The Sandinista government was determined to make workers and peasants the prime beneficiaries. All land belonging to the Somozas was confiscated, though private property continued in a mixed economy. Restructuring and rebuilding caused initial growth, but GDP dropped from 1984 to 1990. Between decreasing revenues, mushrooming military expenditures, and printing large amounts of paper money, inflation peaked at 14,000% annually in 1987. In early 1988, the Daniel Ortega administration established austerity with price controls and a new currency. Then the government spent massively to repair Hurricane Joan damage. A US embargo also hindered economic development. In 1990, most Nicaraguans were considerably poorer than in the 1970s.

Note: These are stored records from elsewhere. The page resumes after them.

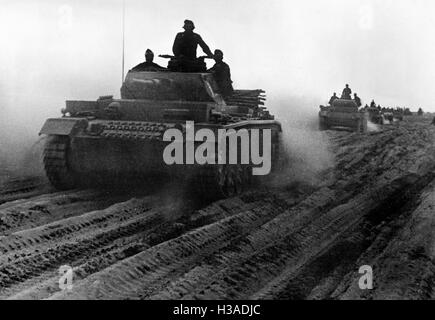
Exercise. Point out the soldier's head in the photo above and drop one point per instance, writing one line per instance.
(218, 55)
(149, 56)
(188, 25)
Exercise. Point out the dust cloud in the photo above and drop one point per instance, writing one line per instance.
(307, 148)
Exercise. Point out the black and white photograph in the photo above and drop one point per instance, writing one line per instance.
(218, 150)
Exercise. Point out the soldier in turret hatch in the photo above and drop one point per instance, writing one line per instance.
(346, 93)
(222, 74)
(334, 97)
(357, 100)
(186, 42)
(148, 65)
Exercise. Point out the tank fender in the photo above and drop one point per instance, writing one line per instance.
(63, 126)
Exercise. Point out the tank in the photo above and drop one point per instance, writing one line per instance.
(376, 116)
(120, 139)
(343, 113)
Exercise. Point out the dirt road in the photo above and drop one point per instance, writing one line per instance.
(297, 241)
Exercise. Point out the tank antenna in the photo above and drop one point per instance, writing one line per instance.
(123, 39)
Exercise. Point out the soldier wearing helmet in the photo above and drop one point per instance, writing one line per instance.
(346, 93)
(186, 43)
(222, 74)
(148, 65)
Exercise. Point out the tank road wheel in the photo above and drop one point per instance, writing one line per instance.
(56, 163)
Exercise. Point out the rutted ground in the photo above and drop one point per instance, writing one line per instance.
(298, 241)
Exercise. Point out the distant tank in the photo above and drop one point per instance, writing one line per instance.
(389, 116)
(398, 115)
(119, 139)
(376, 116)
(343, 113)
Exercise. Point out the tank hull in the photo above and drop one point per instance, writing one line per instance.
(342, 115)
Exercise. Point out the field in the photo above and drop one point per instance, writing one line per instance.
(298, 240)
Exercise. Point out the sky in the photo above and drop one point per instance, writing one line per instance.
(52, 50)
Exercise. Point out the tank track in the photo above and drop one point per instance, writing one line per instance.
(135, 130)
(56, 163)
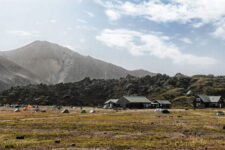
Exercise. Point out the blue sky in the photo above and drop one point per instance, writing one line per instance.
(157, 35)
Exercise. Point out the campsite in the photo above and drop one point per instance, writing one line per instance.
(111, 129)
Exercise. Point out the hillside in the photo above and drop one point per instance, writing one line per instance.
(12, 74)
(55, 64)
(95, 92)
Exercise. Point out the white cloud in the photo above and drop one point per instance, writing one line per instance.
(195, 12)
(186, 40)
(23, 33)
(175, 10)
(90, 14)
(220, 31)
(82, 21)
(69, 47)
(52, 21)
(138, 43)
(113, 15)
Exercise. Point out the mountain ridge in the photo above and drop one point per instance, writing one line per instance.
(55, 64)
(50, 63)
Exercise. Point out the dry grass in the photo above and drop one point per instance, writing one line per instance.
(109, 129)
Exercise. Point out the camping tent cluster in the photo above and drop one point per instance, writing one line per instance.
(139, 102)
(204, 101)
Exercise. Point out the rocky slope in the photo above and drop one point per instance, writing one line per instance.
(180, 90)
(56, 64)
(12, 74)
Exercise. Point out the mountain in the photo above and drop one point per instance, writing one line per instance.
(55, 64)
(12, 74)
(180, 90)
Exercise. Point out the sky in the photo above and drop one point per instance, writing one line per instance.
(162, 36)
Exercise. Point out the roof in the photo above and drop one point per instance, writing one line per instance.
(137, 99)
(165, 102)
(111, 100)
(210, 99)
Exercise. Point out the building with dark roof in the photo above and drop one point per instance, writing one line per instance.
(162, 103)
(204, 101)
(111, 103)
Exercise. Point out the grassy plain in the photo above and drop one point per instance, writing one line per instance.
(111, 129)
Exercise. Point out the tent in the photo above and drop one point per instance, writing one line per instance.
(25, 109)
(17, 110)
(92, 111)
(29, 107)
(83, 111)
(65, 111)
(36, 110)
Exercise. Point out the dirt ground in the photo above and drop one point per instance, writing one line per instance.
(111, 129)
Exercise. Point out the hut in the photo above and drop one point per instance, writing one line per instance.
(65, 111)
(162, 103)
(204, 101)
(111, 103)
(134, 102)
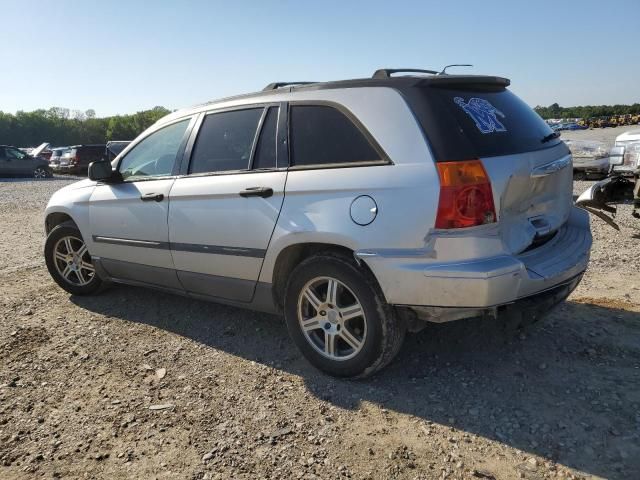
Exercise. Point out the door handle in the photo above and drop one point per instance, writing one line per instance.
(263, 192)
(156, 197)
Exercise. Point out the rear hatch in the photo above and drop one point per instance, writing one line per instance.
(469, 118)
(65, 158)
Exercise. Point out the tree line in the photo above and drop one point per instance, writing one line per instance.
(586, 111)
(62, 127)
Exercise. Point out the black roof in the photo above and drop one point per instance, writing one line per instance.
(399, 82)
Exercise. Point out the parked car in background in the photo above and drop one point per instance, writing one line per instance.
(590, 158)
(567, 126)
(56, 154)
(630, 140)
(114, 147)
(78, 157)
(573, 126)
(15, 162)
(622, 186)
(359, 209)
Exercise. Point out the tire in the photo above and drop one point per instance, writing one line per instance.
(41, 172)
(361, 342)
(69, 262)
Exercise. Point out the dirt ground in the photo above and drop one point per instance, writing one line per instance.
(139, 384)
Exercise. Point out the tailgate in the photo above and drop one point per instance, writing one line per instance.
(529, 167)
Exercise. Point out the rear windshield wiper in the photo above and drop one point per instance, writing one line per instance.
(550, 137)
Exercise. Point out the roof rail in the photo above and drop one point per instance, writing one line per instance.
(386, 72)
(444, 70)
(274, 85)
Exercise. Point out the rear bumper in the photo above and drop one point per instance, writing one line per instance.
(487, 282)
(66, 168)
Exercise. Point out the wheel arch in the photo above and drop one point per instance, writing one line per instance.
(54, 219)
(292, 255)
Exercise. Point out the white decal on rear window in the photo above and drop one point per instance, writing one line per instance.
(483, 114)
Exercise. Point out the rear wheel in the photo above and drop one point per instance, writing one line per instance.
(69, 261)
(41, 172)
(338, 317)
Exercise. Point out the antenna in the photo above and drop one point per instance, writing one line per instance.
(444, 72)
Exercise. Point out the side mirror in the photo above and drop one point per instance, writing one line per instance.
(616, 156)
(100, 171)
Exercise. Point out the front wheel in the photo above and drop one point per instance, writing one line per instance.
(338, 317)
(69, 261)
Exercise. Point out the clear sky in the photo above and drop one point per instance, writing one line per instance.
(122, 56)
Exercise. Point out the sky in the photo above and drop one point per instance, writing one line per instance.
(120, 57)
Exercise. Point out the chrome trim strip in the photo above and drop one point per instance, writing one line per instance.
(183, 247)
(552, 167)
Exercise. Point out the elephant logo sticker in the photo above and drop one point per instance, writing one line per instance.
(483, 114)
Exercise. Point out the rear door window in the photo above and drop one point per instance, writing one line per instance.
(225, 141)
(466, 123)
(155, 155)
(323, 135)
(265, 155)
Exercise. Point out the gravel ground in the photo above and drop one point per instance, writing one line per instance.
(139, 384)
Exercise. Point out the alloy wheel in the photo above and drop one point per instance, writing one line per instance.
(332, 318)
(39, 173)
(72, 261)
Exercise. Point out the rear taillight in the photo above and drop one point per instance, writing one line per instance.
(466, 199)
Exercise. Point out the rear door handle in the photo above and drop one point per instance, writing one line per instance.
(156, 197)
(263, 192)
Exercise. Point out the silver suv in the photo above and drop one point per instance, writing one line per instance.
(359, 209)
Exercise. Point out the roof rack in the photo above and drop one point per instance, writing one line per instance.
(274, 85)
(444, 70)
(387, 72)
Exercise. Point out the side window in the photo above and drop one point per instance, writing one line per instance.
(155, 155)
(322, 135)
(15, 153)
(225, 141)
(265, 156)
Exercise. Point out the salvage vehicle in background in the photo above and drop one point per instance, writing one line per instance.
(622, 186)
(15, 162)
(359, 209)
(590, 158)
(113, 149)
(78, 157)
(56, 154)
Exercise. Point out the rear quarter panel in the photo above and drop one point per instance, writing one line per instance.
(318, 201)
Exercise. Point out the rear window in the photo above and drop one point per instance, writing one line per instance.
(478, 122)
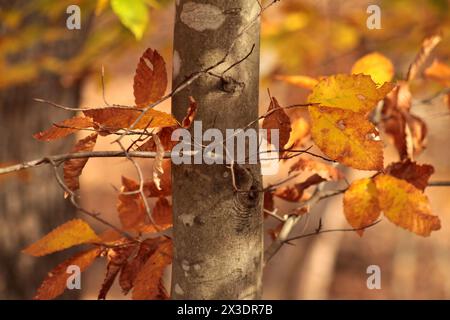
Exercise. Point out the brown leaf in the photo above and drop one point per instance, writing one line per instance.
(277, 119)
(69, 234)
(148, 280)
(412, 172)
(56, 281)
(74, 167)
(131, 269)
(64, 128)
(150, 80)
(428, 45)
(295, 193)
(324, 170)
(117, 257)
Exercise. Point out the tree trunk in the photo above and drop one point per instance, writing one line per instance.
(217, 231)
(29, 209)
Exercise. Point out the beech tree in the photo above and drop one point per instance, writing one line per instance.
(206, 220)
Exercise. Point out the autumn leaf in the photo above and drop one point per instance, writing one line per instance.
(324, 170)
(357, 93)
(130, 270)
(277, 119)
(74, 167)
(64, 128)
(299, 81)
(439, 72)
(150, 80)
(114, 118)
(132, 14)
(117, 257)
(56, 281)
(408, 170)
(361, 204)
(347, 137)
(295, 193)
(377, 66)
(147, 282)
(71, 233)
(405, 205)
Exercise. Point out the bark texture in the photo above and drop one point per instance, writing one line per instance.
(217, 231)
(31, 208)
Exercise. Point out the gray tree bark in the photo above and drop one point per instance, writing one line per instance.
(218, 248)
(30, 209)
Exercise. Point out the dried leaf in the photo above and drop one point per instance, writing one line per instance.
(71, 233)
(148, 280)
(299, 81)
(417, 175)
(347, 137)
(295, 193)
(405, 205)
(357, 93)
(277, 119)
(361, 204)
(56, 281)
(64, 128)
(376, 65)
(74, 167)
(114, 118)
(150, 80)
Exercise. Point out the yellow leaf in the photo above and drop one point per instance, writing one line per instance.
(69, 234)
(56, 281)
(405, 205)
(361, 204)
(357, 93)
(299, 81)
(377, 66)
(347, 137)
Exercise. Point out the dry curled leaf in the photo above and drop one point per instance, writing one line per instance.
(361, 204)
(114, 118)
(69, 234)
(56, 281)
(74, 167)
(277, 119)
(150, 80)
(405, 205)
(147, 284)
(64, 128)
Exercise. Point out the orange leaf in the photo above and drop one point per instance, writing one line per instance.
(71, 233)
(412, 172)
(405, 205)
(295, 193)
(64, 128)
(147, 282)
(114, 118)
(56, 281)
(277, 119)
(150, 80)
(74, 167)
(361, 204)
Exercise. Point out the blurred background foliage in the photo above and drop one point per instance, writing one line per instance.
(299, 37)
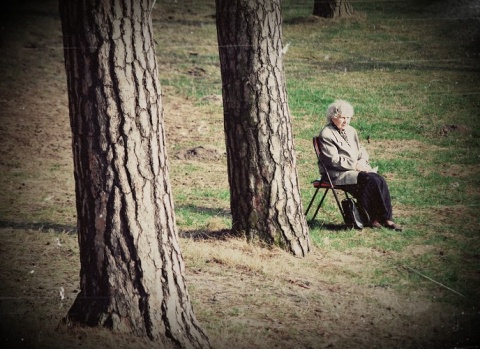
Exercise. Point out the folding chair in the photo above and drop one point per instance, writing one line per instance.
(325, 182)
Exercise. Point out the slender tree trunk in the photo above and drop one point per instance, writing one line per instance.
(132, 271)
(332, 8)
(265, 198)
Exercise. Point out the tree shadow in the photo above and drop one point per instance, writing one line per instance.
(327, 226)
(205, 235)
(40, 226)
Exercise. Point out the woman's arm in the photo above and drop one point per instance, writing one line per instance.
(332, 155)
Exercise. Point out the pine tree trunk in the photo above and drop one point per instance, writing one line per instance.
(132, 271)
(264, 188)
(332, 8)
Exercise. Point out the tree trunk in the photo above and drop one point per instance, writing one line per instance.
(332, 8)
(132, 270)
(265, 198)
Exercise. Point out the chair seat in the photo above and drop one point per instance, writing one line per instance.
(320, 184)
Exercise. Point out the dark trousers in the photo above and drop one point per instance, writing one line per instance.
(373, 195)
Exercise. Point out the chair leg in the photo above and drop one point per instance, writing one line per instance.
(340, 206)
(311, 202)
(320, 204)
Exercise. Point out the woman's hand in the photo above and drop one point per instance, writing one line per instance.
(363, 166)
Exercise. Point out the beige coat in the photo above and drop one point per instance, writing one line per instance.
(340, 157)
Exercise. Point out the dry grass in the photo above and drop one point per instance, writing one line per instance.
(353, 290)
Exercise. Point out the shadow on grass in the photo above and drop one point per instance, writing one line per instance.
(326, 226)
(203, 235)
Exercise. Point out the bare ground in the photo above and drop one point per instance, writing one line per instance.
(244, 296)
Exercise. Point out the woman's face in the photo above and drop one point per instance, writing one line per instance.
(341, 122)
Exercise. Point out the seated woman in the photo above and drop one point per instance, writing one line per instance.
(347, 163)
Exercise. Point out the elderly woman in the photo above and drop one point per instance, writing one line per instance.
(347, 164)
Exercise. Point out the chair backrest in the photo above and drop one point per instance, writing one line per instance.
(318, 150)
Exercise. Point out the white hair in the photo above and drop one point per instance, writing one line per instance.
(339, 108)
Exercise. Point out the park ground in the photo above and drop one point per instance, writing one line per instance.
(245, 296)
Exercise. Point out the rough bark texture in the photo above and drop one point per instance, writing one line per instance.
(132, 271)
(265, 198)
(332, 8)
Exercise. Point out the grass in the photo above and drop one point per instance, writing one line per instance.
(409, 80)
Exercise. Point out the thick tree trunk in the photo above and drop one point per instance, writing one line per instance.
(332, 8)
(132, 271)
(265, 198)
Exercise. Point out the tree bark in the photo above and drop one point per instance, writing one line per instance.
(132, 270)
(332, 8)
(265, 197)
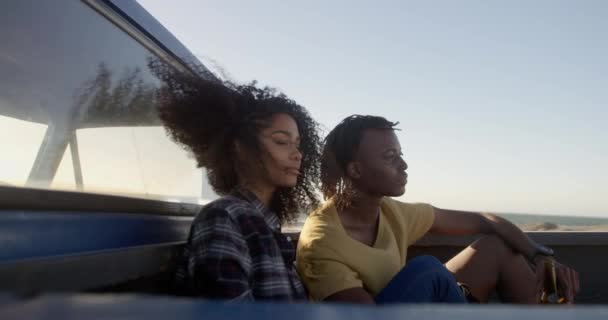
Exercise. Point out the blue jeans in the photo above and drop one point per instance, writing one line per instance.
(423, 279)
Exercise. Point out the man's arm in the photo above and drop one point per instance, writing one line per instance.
(453, 222)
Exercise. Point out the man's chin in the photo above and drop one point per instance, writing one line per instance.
(398, 193)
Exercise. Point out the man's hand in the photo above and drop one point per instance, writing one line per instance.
(567, 279)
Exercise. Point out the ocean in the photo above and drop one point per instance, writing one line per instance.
(529, 219)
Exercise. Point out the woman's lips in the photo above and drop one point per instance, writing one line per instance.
(293, 171)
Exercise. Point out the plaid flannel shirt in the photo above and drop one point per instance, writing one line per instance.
(236, 250)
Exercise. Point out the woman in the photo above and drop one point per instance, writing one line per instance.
(354, 248)
(260, 150)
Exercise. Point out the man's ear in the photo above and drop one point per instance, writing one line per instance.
(353, 170)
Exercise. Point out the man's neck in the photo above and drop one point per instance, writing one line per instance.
(364, 209)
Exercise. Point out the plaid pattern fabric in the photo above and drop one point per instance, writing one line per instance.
(236, 251)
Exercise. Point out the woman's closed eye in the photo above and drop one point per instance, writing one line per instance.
(287, 143)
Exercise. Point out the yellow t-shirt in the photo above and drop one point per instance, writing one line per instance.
(329, 260)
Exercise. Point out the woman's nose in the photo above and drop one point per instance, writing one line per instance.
(403, 164)
(297, 155)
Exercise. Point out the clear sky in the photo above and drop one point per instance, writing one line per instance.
(502, 104)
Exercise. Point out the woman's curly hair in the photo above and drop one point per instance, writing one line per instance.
(340, 147)
(207, 116)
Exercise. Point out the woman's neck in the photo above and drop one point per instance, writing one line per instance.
(263, 193)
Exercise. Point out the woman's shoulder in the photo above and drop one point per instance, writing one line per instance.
(228, 206)
(395, 207)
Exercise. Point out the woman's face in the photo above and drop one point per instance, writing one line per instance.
(379, 166)
(281, 156)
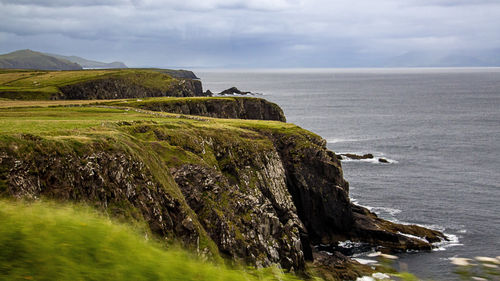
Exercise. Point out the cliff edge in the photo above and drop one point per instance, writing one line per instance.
(252, 191)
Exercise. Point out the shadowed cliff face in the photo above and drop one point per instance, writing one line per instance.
(116, 88)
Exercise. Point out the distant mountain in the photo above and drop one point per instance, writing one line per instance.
(85, 63)
(28, 59)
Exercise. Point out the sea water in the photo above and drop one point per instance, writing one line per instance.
(439, 128)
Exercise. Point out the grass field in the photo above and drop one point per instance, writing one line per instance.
(48, 241)
(39, 84)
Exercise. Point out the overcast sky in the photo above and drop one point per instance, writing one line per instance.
(249, 33)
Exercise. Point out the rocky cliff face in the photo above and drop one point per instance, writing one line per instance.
(260, 193)
(233, 107)
(118, 88)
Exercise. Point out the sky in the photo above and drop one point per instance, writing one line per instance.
(257, 33)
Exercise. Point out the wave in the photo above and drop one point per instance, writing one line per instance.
(453, 239)
(378, 158)
(337, 140)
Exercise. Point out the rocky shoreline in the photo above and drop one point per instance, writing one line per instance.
(257, 192)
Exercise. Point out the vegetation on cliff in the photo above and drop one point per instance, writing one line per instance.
(255, 192)
(47, 241)
(27, 59)
(94, 84)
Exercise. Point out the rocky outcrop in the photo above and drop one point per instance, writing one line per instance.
(315, 181)
(119, 88)
(107, 178)
(240, 108)
(233, 91)
(257, 193)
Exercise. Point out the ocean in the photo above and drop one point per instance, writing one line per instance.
(439, 129)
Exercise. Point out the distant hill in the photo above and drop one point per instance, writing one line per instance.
(85, 63)
(28, 59)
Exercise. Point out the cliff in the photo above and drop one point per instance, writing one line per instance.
(97, 84)
(28, 59)
(257, 192)
(218, 107)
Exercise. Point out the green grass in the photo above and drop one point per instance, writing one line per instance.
(47, 241)
(41, 85)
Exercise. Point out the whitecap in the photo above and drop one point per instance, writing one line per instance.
(337, 140)
(364, 261)
(452, 242)
(375, 160)
(365, 278)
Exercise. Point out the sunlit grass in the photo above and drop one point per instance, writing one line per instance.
(46, 241)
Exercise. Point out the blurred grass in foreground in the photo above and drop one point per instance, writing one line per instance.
(47, 241)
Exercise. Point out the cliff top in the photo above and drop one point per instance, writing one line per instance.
(28, 59)
(43, 85)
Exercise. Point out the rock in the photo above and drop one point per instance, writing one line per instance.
(257, 194)
(335, 266)
(233, 91)
(234, 107)
(356, 156)
(116, 88)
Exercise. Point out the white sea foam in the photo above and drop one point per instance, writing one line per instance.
(375, 160)
(337, 140)
(390, 211)
(365, 261)
(412, 236)
(453, 241)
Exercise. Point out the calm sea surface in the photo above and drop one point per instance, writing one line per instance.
(440, 128)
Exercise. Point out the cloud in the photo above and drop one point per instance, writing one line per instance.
(250, 32)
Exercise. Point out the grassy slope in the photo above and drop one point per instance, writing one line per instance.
(28, 59)
(46, 241)
(40, 85)
(71, 128)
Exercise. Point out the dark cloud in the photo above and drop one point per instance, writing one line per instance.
(251, 32)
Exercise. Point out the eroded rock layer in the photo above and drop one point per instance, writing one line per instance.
(257, 192)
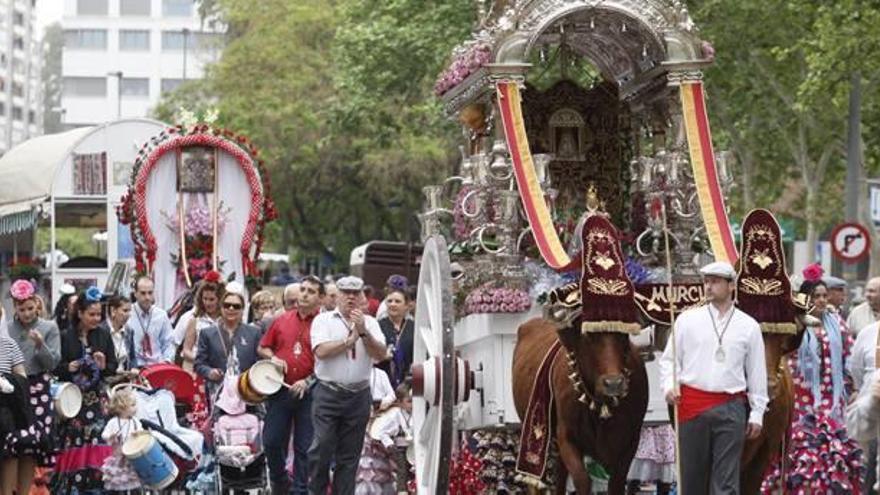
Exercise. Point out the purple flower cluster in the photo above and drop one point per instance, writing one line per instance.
(461, 67)
(487, 299)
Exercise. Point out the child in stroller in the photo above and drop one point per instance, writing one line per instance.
(237, 442)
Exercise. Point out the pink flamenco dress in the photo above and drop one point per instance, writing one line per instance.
(820, 457)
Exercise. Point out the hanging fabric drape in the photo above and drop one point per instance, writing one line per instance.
(534, 204)
(705, 174)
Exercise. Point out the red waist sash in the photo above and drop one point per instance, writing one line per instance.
(695, 401)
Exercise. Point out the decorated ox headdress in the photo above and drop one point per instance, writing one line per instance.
(607, 293)
(763, 287)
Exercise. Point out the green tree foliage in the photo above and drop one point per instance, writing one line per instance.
(337, 95)
(779, 92)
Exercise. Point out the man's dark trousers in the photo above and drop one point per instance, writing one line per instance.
(340, 419)
(283, 410)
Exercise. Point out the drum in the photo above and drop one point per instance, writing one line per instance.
(67, 399)
(381, 421)
(261, 380)
(153, 466)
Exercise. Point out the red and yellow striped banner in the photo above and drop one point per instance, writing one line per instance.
(702, 160)
(705, 174)
(509, 102)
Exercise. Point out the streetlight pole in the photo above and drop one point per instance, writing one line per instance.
(185, 40)
(118, 76)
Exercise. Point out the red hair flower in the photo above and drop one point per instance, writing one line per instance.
(813, 273)
(21, 290)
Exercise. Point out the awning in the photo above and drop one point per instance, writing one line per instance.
(17, 222)
(27, 172)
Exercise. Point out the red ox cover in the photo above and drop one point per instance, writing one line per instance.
(763, 288)
(607, 294)
(173, 378)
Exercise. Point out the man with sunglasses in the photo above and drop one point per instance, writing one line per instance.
(288, 343)
(346, 343)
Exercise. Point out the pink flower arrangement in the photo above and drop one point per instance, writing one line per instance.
(487, 299)
(813, 272)
(21, 290)
(462, 66)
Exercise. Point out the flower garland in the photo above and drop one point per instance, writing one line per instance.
(132, 211)
(489, 299)
(467, 61)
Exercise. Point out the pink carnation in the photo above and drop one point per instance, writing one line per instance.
(21, 290)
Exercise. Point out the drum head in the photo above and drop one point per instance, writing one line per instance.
(245, 391)
(380, 421)
(69, 400)
(265, 377)
(137, 444)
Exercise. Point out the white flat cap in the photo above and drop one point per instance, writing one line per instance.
(720, 269)
(350, 283)
(834, 282)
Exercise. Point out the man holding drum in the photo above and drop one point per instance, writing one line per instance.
(346, 343)
(150, 335)
(288, 343)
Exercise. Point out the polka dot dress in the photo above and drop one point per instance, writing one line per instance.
(82, 452)
(38, 440)
(821, 458)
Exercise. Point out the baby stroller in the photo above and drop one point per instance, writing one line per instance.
(156, 412)
(238, 443)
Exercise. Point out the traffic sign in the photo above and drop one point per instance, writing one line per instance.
(850, 242)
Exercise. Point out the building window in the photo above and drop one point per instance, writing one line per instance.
(170, 84)
(85, 86)
(91, 7)
(85, 39)
(134, 7)
(174, 40)
(177, 8)
(207, 41)
(135, 86)
(134, 40)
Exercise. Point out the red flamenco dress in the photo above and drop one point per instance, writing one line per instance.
(820, 455)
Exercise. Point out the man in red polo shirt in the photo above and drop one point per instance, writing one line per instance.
(288, 343)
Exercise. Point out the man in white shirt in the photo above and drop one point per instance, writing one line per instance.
(862, 366)
(346, 343)
(866, 313)
(150, 336)
(719, 362)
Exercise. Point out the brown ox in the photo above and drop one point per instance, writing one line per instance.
(612, 374)
(758, 453)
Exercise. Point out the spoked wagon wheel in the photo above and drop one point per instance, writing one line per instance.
(433, 370)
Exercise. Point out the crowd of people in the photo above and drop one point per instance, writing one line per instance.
(830, 443)
(344, 370)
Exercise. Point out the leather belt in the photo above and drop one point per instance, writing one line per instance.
(346, 387)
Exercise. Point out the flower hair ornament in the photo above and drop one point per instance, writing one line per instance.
(93, 294)
(22, 290)
(813, 273)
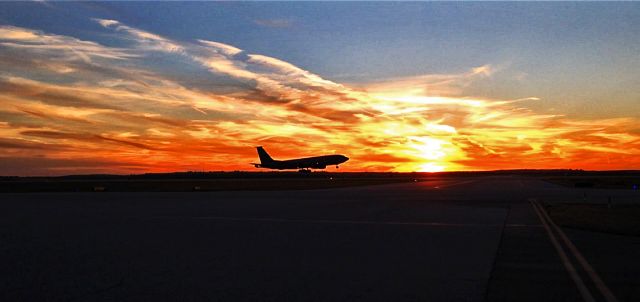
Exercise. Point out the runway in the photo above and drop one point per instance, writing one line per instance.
(470, 239)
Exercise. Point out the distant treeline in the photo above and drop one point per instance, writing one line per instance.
(320, 174)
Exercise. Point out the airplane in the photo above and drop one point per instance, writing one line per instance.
(302, 164)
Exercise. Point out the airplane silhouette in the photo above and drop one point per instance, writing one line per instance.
(302, 164)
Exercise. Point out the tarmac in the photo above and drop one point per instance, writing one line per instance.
(449, 239)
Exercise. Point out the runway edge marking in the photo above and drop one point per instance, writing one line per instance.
(582, 288)
(602, 287)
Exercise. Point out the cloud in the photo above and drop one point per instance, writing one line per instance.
(83, 107)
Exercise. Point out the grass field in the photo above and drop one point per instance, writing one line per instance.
(597, 181)
(620, 219)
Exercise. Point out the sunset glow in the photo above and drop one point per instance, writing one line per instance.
(74, 105)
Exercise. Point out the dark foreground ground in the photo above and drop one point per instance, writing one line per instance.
(443, 239)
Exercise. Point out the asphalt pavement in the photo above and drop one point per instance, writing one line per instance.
(450, 239)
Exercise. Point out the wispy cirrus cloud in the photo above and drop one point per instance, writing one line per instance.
(73, 99)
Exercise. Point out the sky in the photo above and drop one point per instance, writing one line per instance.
(136, 87)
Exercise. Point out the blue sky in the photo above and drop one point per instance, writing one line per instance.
(396, 85)
(574, 55)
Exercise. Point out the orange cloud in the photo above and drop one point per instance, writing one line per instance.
(111, 114)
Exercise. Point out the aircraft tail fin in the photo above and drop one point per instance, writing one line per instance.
(264, 156)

The Chamorro administration embraced International Monetary Fund and World Bank policy with the Mayoraga Plan. The plan aimed to halt spiraling inflation, lower the fiscal deficit, reduce the public sector and military work force, reduce social spending, attract foreign investment, and encourage exports. Loss of jobs and higher prices resulted in crippling public and private-sector strikes. By the end of 1990, most free market reforms were abandoned. A severe drought in 1992 decimated the principal export crops and a tsunami left thousands homeless. Foreign aid and investment had not returned in significant amounts.